Slovakia trailing Visegrád 4 in novel cancer medicines access
Research published in the journal of the European Society for Medical Oncology highlights diverging access to novel cancer treatments in the Visegrád Group (V4) of countries. Euractiv spoke with Petra Szilágyiová, co-author of the study and market access lead of MSD Slovakia.
A total of 124 indications of 51 cancer medicines with marketing authorisation by the European Medicines Agency (EMA) in 2011-2020 were included in the report “Access to novel cancer medicines in four countries in Central and Eastern Europe in relation to clinical benefit,” which were followed up until 2022.
The aim was to analyse access to novel cancer medicines and clinical benefits in Slovakia, Czechia, Poland, and Hungary, assessing reimbursement status, time to reimbursement, and the magnitude of clinical benefit.
“The centre of our focus should be the patient and their recovery,” Szilágyiová told Euractiv. “Our ambition is for oncology patients in Slovakia not to view cancer as a fatal disease but as a chronic condition.” he said, adding: “Ultimately, this will be beneficial for us as a society both economically, as more cured patients mean lower expenditures on social care and impact on the state budget.”
With the increasing number of medicines, a prioritisation of those with substantial clinical benefits is necessary for the financial sustainability of healthcare systems.
To address the rising number of cancer medicines, the European Society for Medical Oncology launched a Magnitude of Clinical Benefit Scale (ESMO-MCBS) – a tool to anticipate clinical benefit based on available data and evaluate value in order to efficiently prioritise access to beneficial medicines and save resources.
The ESMO-MCBS scale grades curative therapies from A to C, where A and B present a substantial clinical benefit. For non-curative therapies, the scale goes from 1 to 5, where 4 and 5 indicate a substantial magnitude of clinical benefit.
Slovakia’s poor reimbursement rate
Out of the 124 indications analysed, 65 had substantial clinical benefits, according to ESMO-MCBS, and 59 had a non-substantial clinical benefit.
Slovakia reimbursed only 19% of indications, compared to Hungary’s 40%, Poland’s 51%, and Czechia’s 64%.
All three countries had a similar proportion of reimbursed immunotherapies and targeted therapies, while Slovakia only had one indication of an immunotherapy reimbursed.
Waiting times for reimbursement were defined from EMA market authorisation to national reimbursement approval. The waiting times for reimbursement are accompanied by extensive spans across individual indications. The minimum/maximum waiting time in months was 13/70 in Czechia, 2/76 in Hungary, 12/74 in Poland, and 9/90 in Slovakia.
In Slovakia, the median waiting time for indications with a substantial clinical benefit (44 months) was more than twice as long as for non-substantial clinical benefit indications (20 months).
Reasons for low reimbursement levels
The study highlights three main reasons for the low reimbursement levels in the four CEE countries.

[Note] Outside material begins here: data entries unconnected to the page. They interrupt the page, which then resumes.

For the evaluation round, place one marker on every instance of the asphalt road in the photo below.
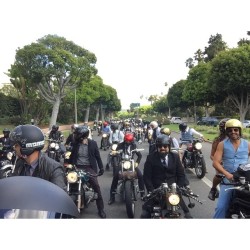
(118, 210)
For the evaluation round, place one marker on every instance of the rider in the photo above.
(85, 155)
(156, 172)
(105, 130)
(214, 192)
(126, 146)
(232, 152)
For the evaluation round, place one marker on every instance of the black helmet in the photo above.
(114, 126)
(29, 137)
(55, 127)
(182, 127)
(81, 132)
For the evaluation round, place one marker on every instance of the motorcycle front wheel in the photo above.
(129, 199)
(200, 166)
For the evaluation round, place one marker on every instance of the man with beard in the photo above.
(162, 166)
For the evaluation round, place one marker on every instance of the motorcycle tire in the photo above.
(200, 167)
(129, 199)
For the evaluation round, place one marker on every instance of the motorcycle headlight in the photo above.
(174, 199)
(9, 155)
(72, 177)
(127, 165)
(198, 145)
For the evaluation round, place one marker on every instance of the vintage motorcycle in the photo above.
(240, 203)
(128, 183)
(167, 200)
(78, 186)
(54, 149)
(193, 157)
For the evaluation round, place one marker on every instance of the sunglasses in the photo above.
(162, 145)
(230, 130)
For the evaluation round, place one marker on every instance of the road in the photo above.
(118, 209)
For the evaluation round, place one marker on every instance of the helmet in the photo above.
(129, 137)
(114, 126)
(182, 127)
(165, 131)
(162, 140)
(153, 124)
(29, 137)
(81, 132)
(233, 123)
(55, 127)
(222, 125)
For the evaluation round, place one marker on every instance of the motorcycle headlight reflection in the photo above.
(127, 165)
(198, 145)
(174, 199)
(9, 155)
(72, 177)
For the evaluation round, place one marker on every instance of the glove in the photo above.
(101, 171)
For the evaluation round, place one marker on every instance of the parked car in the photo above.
(175, 120)
(246, 124)
(208, 121)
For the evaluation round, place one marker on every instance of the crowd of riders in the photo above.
(164, 158)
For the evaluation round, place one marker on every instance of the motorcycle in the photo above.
(78, 186)
(193, 157)
(167, 200)
(54, 150)
(128, 183)
(240, 203)
(114, 157)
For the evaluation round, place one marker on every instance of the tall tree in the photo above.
(54, 66)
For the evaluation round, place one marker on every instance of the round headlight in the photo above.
(114, 146)
(126, 165)
(174, 199)
(9, 155)
(198, 145)
(72, 177)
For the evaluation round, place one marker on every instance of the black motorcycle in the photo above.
(78, 186)
(193, 157)
(166, 200)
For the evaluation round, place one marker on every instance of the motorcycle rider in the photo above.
(156, 131)
(105, 130)
(127, 145)
(155, 173)
(86, 155)
(214, 192)
(232, 152)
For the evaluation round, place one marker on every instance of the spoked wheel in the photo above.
(200, 167)
(129, 199)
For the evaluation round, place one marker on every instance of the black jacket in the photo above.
(47, 169)
(154, 173)
(94, 155)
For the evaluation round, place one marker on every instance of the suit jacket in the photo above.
(94, 155)
(154, 173)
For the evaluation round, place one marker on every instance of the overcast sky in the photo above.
(139, 44)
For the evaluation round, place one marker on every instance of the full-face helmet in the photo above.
(29, 137)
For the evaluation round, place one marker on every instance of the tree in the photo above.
(54, 66)
(230, 77)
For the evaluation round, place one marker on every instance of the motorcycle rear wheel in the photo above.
(200, 167)
(129, 199)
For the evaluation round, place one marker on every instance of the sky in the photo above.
(140, 44)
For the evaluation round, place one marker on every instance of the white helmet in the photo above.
(153, 124)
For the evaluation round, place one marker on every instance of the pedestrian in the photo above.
(86, 155)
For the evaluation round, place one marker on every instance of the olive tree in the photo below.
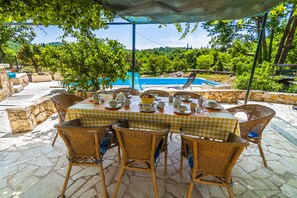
(89, 64)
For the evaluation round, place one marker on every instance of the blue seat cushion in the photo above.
(253, 134)
(190, 160)
(158, 151)
(105, 144)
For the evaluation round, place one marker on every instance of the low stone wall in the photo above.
(26, 119)
(232, 96)
(41, 78)
(275, 97)
(6, 86)
(21, 79)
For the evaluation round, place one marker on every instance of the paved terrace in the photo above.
(31, 167)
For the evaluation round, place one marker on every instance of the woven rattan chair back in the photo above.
(138, 149)
(258, 117)
(160, 93)
(138, 143)
(82, 141)
(192, 94)
(133, 92)
(84, 147)
(62, 102)
(191, 79)
(213, 159)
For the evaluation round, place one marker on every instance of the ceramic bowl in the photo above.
(147, 106)
(113, 103)
(182, 108)
(212, 104)
(186, 97)
(126, 93)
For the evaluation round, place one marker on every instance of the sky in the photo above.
(147, 36)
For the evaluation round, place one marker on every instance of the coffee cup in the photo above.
(177, 102)
(193, 106)
(113, 103)
(127, 103)
(147, 107)
(95, 98)
(212, 104)
(200, 101)
(126, 93)
(161, 105)
(170, 98)
(186, 97)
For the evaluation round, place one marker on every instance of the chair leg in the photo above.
(230, 191)
(118, 183)
(262, 154)
(102, 180)
(66, 180)
(181, 163)
(155, 183)
(190, 189)
(55, 138)
(119, 154)
(165, 159)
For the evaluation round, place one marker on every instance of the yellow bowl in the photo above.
(147, 100)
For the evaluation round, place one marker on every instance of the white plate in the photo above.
(215, 108)
(188, 112)
(147, 110)
(113, 108)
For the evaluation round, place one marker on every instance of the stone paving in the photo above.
(30, 167)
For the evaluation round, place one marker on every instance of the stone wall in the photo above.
(41, 78)
(275, 97)
(232, 96)
(26, 119)
(21, 79)
(6, 86)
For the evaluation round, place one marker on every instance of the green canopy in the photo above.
(176, 11)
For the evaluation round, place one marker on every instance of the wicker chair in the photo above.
(193, 95)
(258, 117)
(140, 149)
(62, 102)
(86, 147)
(133, 92)
(211, 162)
(155, 91)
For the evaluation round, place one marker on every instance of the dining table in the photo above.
(206, 122)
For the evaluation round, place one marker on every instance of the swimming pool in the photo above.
(165, 81)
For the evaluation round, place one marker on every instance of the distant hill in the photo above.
(55, 43)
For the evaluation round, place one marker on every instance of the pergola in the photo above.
(189, 11)
(178, 11)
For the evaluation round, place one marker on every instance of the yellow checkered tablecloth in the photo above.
(210, 123)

First, the swift development of new medicines improves patient outcomes, but ensuring access to all novel treatments proves to be a challenge for healthcare systems.

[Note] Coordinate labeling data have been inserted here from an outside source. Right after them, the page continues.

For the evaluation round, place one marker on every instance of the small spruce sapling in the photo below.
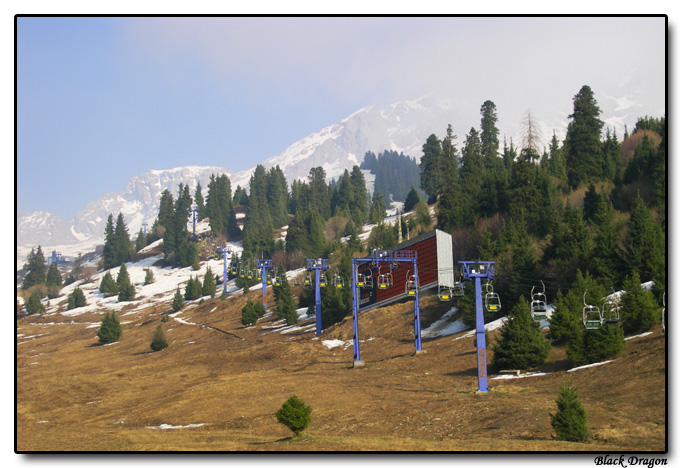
(294, 414)
(570, 421)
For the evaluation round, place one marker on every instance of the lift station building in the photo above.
(434, 269)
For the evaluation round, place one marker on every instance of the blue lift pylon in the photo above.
(317, 264)
(225, 251)
(264, 265)
(475, 271)
(378, 257)
(194, 222)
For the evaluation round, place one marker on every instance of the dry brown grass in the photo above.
(105, 398)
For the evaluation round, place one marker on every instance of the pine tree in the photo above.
(140, 241)
(294, 414)
(411, 200)
(522, 345)
(126, 289)
(430, 166)
(490, 143)
(199, 201)
(564, 325)
(108, 286)
(645, 246)
(583, 139)
(570, 421)
(122, 244)
(193, 289)
(34, 305)
(53, 278)
(639, 310)
(286, 304)
(110, 329)
(109, 250)
(35, 266)
(378, 210)
(76, 299)
(208, 288)
(158, 340)
(178, 300)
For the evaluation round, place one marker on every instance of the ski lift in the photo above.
(384, 281)
(592, 318)
(538, 304)
(411, 286)
(444, 293)
(610, 311)
(663, 314)
(337, 281)
(492, 299)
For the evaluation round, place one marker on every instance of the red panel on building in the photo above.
(426, 246)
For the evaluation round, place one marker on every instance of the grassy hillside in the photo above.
(229, 381)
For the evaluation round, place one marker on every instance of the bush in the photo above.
(149, 276)
(76, 299)
(595, 345)
(33, 305)
(249, 315)
(522, 345)
(110, 329)
(570, 421)
(294, 414)
(178, 300)
(159, 340)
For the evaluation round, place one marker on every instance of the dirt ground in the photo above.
(219, 385)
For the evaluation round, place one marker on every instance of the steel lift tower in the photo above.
(378, 257)
(475, 271)
(264, 266)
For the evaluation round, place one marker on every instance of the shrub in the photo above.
(159, 340)
(33, 305)
(294, 414)
(149, 276)
(178, 300)
(249, 315)
(522, 345)
(76, 299)
(595, 345)
(570, 421)
(110, 329)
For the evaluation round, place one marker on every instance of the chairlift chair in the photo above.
(538, 304)
(492, 299)
(411, 286)
(444, 293)
(592, 318)
(337, 281)
(610, 312)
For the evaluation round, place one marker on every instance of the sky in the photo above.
(101, 100)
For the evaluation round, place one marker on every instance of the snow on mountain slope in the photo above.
(139, 203)
(402, 126)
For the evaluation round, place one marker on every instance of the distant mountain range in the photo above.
(402, 126)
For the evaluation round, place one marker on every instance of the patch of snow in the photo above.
(169, 426)
(520, 376)
(638, 336)
(589, 365)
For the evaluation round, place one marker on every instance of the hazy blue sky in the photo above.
(100, 100)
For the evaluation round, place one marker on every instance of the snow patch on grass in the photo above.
(589, 365)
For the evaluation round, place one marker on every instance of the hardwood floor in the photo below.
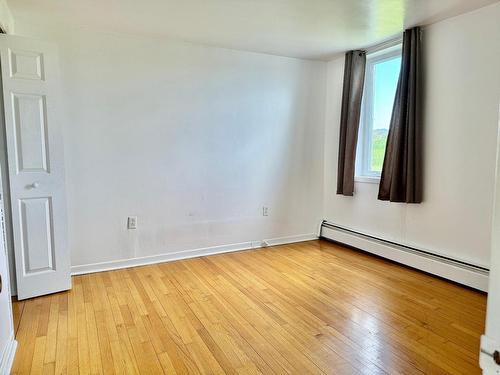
(306, 308)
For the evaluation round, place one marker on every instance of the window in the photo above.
(382, 74)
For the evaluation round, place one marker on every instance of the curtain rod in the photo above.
(388, 43)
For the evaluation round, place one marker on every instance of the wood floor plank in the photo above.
(306, 308)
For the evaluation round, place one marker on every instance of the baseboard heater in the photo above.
(455, 270)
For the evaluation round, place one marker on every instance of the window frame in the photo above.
(363, 171)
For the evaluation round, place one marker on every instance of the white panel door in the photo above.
(36, 169)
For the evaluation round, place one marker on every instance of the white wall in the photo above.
(193, 140)
(6, 19)
(6, 322)
(462, 94)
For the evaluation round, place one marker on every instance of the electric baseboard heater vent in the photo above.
(459, 271)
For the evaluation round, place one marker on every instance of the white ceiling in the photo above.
(315, 29)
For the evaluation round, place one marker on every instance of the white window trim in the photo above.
(363, 169)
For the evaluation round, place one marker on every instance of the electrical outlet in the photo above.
(132, 222)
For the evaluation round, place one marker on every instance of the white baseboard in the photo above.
(469, 275)
(186, 254)
(7, 357)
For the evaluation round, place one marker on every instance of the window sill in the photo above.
(367, 179)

Second, the prices of novel cancer medicines are continuously increasing. Third, absolute spending on cancer medicines in Czechia, Hungary, Poland, and Slovakia is below the EU average.
Limited overall healthcare spending should, however, motivate investments in novel cancer medicines with substantial clinical benefits and proven value.

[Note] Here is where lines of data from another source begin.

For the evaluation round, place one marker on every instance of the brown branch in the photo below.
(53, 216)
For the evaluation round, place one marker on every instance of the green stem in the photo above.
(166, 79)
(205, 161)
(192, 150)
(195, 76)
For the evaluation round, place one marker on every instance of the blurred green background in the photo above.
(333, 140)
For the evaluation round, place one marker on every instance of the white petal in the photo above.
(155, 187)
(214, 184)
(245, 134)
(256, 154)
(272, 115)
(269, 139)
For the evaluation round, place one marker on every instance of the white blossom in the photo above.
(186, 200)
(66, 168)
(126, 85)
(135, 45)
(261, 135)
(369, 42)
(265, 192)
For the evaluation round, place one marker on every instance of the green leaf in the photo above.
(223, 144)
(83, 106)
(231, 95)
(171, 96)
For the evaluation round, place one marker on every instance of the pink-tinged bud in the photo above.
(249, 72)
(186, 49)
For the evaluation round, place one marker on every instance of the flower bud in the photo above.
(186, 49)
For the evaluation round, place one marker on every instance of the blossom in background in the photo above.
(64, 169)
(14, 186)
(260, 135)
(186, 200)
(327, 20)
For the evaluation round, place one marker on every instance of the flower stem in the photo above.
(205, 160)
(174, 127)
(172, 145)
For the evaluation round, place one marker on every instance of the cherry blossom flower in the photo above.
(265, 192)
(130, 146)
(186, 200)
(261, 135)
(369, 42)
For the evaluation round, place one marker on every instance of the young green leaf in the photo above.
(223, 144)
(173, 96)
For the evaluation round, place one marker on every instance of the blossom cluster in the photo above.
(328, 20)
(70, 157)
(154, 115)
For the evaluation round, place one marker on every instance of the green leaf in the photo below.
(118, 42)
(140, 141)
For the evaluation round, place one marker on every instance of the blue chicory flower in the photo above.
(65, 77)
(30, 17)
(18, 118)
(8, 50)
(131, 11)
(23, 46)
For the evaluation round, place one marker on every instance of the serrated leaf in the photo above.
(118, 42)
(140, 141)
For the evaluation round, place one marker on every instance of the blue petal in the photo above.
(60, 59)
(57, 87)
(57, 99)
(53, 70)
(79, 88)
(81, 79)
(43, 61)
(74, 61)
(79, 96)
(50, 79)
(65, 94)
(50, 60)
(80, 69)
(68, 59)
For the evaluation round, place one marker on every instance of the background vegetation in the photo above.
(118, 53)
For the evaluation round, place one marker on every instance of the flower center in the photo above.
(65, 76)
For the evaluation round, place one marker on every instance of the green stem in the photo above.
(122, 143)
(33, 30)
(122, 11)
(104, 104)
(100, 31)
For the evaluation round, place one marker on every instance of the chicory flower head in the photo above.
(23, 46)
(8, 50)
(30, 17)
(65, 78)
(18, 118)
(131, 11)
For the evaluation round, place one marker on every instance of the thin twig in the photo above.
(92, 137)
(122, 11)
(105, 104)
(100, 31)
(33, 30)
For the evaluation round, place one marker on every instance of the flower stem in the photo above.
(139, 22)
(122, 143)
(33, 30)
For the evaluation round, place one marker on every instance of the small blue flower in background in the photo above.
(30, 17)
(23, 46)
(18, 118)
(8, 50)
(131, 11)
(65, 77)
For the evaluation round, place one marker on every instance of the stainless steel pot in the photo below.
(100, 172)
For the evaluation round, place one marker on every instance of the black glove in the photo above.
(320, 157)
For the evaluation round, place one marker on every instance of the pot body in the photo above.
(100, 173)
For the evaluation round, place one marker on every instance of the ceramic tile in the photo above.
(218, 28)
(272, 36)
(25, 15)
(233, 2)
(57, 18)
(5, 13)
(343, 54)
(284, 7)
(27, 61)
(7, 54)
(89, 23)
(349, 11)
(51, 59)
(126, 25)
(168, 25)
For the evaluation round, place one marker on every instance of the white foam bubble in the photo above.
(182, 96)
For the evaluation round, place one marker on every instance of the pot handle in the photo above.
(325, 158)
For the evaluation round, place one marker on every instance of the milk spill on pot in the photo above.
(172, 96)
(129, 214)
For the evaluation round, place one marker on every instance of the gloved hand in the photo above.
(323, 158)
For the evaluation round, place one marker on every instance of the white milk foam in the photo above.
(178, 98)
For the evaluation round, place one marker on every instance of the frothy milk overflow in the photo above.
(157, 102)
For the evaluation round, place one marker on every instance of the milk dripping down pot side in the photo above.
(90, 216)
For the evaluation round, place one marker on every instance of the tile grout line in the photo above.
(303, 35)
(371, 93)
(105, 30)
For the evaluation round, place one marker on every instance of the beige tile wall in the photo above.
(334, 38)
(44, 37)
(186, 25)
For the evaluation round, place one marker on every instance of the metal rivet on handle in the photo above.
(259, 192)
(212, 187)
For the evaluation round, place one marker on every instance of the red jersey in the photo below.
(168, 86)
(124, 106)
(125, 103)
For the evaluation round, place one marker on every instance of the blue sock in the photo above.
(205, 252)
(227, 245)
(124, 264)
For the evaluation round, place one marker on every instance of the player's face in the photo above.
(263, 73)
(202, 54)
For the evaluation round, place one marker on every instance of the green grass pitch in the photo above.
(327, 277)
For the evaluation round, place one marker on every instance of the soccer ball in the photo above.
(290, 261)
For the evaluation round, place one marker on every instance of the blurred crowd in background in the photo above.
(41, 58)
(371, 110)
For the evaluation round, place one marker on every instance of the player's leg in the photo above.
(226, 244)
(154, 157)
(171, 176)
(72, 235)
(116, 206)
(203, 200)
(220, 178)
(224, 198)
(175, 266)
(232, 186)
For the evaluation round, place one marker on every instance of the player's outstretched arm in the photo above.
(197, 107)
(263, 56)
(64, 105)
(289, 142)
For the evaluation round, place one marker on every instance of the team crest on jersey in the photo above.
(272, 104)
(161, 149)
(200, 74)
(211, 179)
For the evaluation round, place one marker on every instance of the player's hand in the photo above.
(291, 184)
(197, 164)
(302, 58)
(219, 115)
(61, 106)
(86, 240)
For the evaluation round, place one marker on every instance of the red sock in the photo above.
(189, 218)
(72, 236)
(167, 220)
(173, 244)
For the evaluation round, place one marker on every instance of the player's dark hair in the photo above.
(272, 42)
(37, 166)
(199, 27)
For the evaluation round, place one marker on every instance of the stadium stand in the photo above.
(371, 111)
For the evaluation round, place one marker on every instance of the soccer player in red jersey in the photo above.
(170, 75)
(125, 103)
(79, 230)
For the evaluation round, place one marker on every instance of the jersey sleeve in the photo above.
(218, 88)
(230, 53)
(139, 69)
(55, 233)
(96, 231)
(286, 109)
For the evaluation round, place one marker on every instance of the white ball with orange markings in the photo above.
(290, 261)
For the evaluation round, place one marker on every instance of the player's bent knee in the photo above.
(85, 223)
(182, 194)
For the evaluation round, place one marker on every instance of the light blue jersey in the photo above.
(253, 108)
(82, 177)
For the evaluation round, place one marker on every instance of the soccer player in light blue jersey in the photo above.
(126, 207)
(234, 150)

Quality-adjusted life years
Szilágyiová elaborated on the fourth reason for Slovakia’s access being the worst in the V4 – the quality-adjusted life years (QALY).
QALYs measure both the impact of diseases on quality of life and the cost-effectiveness of treatments. They help allocate healthcare resources by balancing the benefits of treatment against its costs.
“In comparison to other countries, Slovakia had a relatively low threshold value level. The lower limit was 24 times the average monthly wage at that time (€744.50), and the upper limit was 35 times,” said Szilágyiová.
Medicines below the lower threshold value could have been included in the categorisation list for reimbursement; those above the threshold were not, and those between were only conditionally categorised.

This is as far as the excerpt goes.